The input parameters that are not set in the workflow template are called run-time parameters and they have to be provided by the user that starts the workflow. Those parameters are stored in a WorkRequest model with task_type workflow that will be used as the root of a WorkRequest hierarchy covering the whole duration of the process controlled by the workflow.

Once completed, the remaining lifetime of the workflow instances is controlled by their expiration date and the expiration of some associated artifacts.

To begin with, available workflows will be limited to those that are fully implemented in Debusine. In the future, we expect to add a more flexible approach where administrators can submit a fully customized logic combining various building blocks.

Here are some examples of possible workflows:

  • Package build: it would take a source package and a target distribution as input parameters, and the workflow would automate the following steps: { sbuild on all architectures supported in the target distribution } → add source and binary packages to target distribution.

    See sbuild workflow.

  • Package review: it would take a source package and associated binary packages and a target distribution, and the workflow would control the following steps: { generating debdiff between source packages, lintian, autopkgtest, autopkgtests of reverse-dependencies } → manual validation by reviewer → add source and binary packages to target distribution.

  • Both build and review could be combined in a larger workflow.

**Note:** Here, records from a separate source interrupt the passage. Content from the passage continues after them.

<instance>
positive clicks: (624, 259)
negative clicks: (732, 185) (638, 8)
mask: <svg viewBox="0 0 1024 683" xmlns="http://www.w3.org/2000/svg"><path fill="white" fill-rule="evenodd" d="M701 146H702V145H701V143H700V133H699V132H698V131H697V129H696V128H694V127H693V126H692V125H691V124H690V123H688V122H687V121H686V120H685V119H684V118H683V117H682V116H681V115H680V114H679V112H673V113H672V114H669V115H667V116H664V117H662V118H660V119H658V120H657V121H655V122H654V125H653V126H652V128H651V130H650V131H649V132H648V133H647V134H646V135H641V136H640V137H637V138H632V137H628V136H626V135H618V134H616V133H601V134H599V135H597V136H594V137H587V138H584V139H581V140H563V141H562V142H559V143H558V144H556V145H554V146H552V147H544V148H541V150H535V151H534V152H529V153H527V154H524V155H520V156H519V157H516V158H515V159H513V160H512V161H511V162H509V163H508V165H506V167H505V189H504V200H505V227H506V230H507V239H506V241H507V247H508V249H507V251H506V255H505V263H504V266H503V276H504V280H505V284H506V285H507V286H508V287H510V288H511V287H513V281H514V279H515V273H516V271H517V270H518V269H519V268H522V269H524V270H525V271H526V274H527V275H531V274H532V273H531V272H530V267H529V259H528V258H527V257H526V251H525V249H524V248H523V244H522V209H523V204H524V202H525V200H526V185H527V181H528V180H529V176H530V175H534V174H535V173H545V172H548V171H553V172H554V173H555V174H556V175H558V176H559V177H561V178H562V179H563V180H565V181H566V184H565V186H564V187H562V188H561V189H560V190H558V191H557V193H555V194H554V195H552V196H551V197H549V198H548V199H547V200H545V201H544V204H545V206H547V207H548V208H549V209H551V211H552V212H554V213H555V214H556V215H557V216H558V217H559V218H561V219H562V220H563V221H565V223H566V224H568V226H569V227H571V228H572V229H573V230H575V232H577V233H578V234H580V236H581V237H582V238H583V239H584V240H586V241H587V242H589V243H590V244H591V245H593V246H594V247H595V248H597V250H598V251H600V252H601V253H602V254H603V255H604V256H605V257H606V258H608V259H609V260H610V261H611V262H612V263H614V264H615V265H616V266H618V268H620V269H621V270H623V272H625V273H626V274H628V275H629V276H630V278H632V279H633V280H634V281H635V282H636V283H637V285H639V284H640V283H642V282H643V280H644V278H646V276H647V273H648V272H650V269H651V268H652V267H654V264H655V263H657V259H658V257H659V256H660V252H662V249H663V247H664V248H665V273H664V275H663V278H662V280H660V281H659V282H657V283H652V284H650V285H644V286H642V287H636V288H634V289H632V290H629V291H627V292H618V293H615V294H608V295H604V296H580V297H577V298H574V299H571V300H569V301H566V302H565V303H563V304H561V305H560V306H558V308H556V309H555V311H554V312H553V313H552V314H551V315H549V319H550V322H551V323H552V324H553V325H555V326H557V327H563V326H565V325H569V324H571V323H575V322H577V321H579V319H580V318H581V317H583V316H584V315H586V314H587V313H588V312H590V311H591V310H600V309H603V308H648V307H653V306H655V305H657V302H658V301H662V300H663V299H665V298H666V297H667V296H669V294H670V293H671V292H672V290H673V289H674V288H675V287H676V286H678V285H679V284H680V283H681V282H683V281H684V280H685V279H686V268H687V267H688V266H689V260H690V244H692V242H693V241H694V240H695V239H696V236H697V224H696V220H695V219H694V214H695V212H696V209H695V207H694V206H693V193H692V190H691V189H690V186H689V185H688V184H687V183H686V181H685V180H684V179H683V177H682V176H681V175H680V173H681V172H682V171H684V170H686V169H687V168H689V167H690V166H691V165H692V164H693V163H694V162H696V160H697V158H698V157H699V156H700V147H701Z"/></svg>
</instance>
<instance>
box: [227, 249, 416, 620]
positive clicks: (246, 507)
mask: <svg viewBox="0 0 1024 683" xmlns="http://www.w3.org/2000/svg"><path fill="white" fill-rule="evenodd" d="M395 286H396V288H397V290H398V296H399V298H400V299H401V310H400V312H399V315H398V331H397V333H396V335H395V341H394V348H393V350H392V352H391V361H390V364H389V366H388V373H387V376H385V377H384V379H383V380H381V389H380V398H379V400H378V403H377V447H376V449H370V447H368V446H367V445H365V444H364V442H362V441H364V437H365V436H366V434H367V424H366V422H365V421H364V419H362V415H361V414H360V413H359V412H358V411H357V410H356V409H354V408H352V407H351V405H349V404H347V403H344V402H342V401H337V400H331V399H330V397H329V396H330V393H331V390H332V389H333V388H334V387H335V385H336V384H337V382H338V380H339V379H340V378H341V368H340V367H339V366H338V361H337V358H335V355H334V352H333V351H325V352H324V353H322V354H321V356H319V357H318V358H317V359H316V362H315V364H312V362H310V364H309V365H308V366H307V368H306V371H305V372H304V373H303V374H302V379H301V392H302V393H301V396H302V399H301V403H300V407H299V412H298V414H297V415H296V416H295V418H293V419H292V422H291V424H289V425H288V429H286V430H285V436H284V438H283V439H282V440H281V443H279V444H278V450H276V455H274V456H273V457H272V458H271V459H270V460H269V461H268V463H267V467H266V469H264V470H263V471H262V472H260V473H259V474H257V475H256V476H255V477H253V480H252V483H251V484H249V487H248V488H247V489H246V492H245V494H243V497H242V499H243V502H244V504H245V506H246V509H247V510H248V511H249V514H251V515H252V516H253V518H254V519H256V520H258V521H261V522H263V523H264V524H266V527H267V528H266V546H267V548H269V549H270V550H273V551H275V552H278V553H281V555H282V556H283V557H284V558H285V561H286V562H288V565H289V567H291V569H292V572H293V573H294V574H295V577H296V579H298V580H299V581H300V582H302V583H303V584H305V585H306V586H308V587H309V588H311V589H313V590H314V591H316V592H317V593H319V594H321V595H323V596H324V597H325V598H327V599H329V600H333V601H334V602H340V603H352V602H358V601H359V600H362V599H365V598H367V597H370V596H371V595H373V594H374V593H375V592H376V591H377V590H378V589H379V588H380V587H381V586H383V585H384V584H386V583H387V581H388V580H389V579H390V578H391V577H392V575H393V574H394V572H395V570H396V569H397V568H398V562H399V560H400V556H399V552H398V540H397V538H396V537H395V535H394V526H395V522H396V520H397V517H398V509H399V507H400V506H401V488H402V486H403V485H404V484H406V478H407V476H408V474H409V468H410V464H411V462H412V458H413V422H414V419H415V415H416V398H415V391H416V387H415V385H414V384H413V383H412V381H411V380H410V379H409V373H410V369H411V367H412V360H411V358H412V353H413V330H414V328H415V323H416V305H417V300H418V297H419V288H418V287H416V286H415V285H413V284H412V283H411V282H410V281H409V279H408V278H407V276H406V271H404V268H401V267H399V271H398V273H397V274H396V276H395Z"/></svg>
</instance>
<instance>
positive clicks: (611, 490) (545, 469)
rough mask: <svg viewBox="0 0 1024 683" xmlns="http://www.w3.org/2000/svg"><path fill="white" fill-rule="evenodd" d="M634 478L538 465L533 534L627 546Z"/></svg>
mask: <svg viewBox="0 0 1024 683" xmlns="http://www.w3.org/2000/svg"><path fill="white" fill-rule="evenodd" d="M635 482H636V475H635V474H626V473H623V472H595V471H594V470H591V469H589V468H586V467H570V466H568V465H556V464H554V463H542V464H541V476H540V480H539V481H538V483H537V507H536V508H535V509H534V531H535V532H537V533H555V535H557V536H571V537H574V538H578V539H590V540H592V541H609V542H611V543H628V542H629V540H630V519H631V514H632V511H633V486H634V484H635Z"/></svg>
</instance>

    In that case, the reverse-dependencies whose autopkgtests should be run cannot be identified until the sbuild task has completed, so the workflow would be expanded/reconfigured after that step completed.

  • Update a collection of lintian analyses of the latest packages in a given distribution based on the changes of the collection representing that distribution.

    Here again the set of lintian analyses to run depends on a first step of comparison between the two collections.

See Workflows for a list of available workflows.